This lifeform is found in Brazil. The red color will help identify this lifeform. This lifeform is frequently domesticated.
Macaw or firebird flower (Heliconia bihai) is native to Brazil. There are numerous hybrids for this very popular ornamental, and consequently this species is now found over a much broader range. The somewhat oblong leaves can be up to six feet long. The flowers in the wild form are whitish.
Heliconia plant genus is found in South America, various Pacific Islands, and west to Indonesia. There are about 100 species of evergreen perennials in this genus. The flowers have three sepals and three petals with somewhat united bases. There are six species now growing in greater North America, including Puerto Rico and the Virgin Islands. Some modern authors place this genus in its own family, the Heliconiaceae. Here this family is retained in the banana family. (Note: There is a genus of butterflies of the warmer areas of the New World entitled the Heliconius genus.)
Banana Group (Family Musaceae) is a small family with only five genera and about 150 species. It is found in both the New and Old World tropics. Although some species are planted in the United States as ornamentals, the family is not a native to North America. However, four species in this family are now considered established in greater North America, including Hawaii, Puerto Rico, and the Virgin Islands.
Scitamineae Order contains the Banana, Ginger, Canna, and Arrowroot Tropical Families.
Monocots are a large group of plants usually characterized by having leaves with parallel veins and a seed with a single shell. Most flowers are created with multiples of three. In the older botany texts, the Monocots were considered more primitive than the Dicots. However, many recent authors have placed the Monocots as an offshoot of the primitive Dicots. Here they are placed before the Dicots.
Seed plants (Phylum Embryophyta) are generally grouped into one large phylum containing three major classes: the Gymnosperms, the Monocots, and the Dicots. (Some scientists separate the Gymnosperms into a separate phylum and refer to the remaining plants as flowering plants or Angiospermae.)

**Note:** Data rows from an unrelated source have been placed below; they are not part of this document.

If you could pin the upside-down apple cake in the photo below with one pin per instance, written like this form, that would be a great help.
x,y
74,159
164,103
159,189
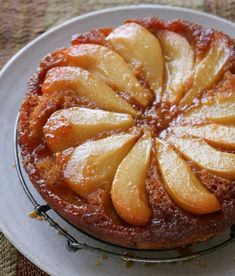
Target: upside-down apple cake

For North American counts of the number of species in each genus and family, the primary reference has been John T. Kartesz, author of A Synonymized Checklist of the Vascular Flora of the United States, Canada, and Greenland (1994). The geographical scope of his lists include, as part of greater North America, Hawaii, Alaska, Greenland, Puerto Rico, and the Virgin Islands.
Kartesz lists 21,757 species of vascular plants comprising the ferns, gymnosperms and flowering plants as being found in greater North America (including Alaska, Hawaii, Greenland, Puerto Rico and the Virgin Islands).
There are estimates within the scientific world that about half of the listed North American seed plants were originally native with the balance being comprised of Eurasian and tropical plants that have become established.
Plant kingdom contains a large variety of different organisms including mosses, ferns, and seed plants. Most plants manufacture their energy from sunlight and water. Identification of many species is difficult in that most individual plants have characteristics that have variables based on soil moisture, soil chemistry, and sunlight.
Because of the difficulty in learning and identifying different plant groups, specialists have emerged that study only a limited group of plants. These specialists revise the taxonomy and give us detailed descriptions and ranges of the various species. Their results are published in technical journals and written with highly specialized words that apply to a specific group.
On the other hand, there are the nature publishers. These people and companies undertake the challenging task of trying to provide easy to use pictures and descriptions to identify those species.